アマリと俺はさゆりを囲んで、二人ともかなり混乱してイライラしていた。
「おい! いきなり見知らぬ男に結婚を承諾すると思ったのか!?」
俺も大声で叫んだ。
「それより、アイツ何言ってんだよ!? 何でみんな俺をガキ扱いするんだよ!?」
さゆりには質問が多すぎて、彼女はさらに大声を出さざるを得なかった。
「ち、落ち着け! と、とりあえず一つずつ説明するから…!」
彼女は深く息を吸い込んだ。
「ああ、あなたたちこの街の出身じゃないのね…だからあのプロポーズに驚いたんだ…そ、その話は後で…待って」
彼女の目が大きく見開かれた。まるで世界の常識を知らない俺たちを見るかのように、衝撃を受けた様子で。
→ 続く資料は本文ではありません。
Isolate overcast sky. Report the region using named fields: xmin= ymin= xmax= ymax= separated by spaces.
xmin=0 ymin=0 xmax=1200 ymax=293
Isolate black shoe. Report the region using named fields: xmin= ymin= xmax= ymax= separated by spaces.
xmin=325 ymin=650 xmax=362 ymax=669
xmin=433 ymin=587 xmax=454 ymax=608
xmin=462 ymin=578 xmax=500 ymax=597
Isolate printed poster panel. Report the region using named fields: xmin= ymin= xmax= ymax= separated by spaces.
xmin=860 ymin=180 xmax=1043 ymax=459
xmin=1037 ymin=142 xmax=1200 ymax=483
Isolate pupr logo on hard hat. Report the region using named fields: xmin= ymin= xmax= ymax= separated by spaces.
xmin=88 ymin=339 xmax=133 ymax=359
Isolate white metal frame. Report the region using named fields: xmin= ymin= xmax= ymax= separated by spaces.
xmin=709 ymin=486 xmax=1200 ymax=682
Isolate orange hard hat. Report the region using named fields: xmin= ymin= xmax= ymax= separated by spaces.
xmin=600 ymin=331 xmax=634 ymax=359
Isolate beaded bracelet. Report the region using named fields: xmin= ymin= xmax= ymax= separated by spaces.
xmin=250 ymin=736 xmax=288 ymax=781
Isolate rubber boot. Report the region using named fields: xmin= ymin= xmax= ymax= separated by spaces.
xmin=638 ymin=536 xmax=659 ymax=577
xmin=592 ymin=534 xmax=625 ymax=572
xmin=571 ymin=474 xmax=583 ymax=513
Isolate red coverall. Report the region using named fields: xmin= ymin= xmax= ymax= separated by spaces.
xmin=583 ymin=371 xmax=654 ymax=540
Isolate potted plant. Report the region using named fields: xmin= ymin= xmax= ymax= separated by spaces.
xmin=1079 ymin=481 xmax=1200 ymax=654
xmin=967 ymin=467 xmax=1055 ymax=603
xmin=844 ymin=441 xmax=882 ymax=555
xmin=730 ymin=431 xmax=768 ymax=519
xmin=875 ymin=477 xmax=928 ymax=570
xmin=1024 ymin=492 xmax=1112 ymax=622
「ま、まさか…『神を見つけた男の物語』を知らないって言うの!?」
俺とアマリは顔を見合わせた。
「んー…知らない?」
さゆりは驚きのあまり叫んだ。
「な、なにっ──」
すぐに自分で口を押さえたが、まだ信じられないという様子だった。
「ネテル・マテの伝説を知らないの!? 神の王冠のすべてを集めた男! 元・世界の皇帝だよ!?」
俺はますます混乱し、知らないと言おうとしたが、アマリが先に素早く口を開いた。
「ネ、ネテル・マテ!? それ、私のおじいちゃんの名前だよ!」
彼女は俺の首根っこをつかんだ。
「覚えてるでしょ、カイ!? 前に人が話してるのを聞いたって言ったじゃ──」
「わ、わかったから! そんなに締めなくても!」
さゆりはアマリを怪訝そうに見た。
「…おじいちゃん? でも彼には子供がいなかったはず…偉大なる史上最高の魔法使い、サン・ワールドも彼のクルーだったんだよ! 彼を馬鹿にしないで!」
俺は興奮して言った。
「すげえ! アマリのじいちゃん、世界の皇帝だったのか!? 神に会ったのか!?」
「名前がたまたま同じだって言ってるでしょ…」
さゆりはまだ信じられないという様子で話し続けた。
「な、どうして彼のことを知らないの!? それに『神を見つけた男の物語』も! プセウドだけじゃなく、世界中で知られてるのに!」
しかし、それ以上話す前に、誰かの叫び声が聞こえた。
「おーい、こっち来いよ!」「さあ飲もうぜ!」
振り返ると、スイサイダーズの面々がテーブルで待ち構えていた。全員が陽気にビールを片手に盛り上がっている。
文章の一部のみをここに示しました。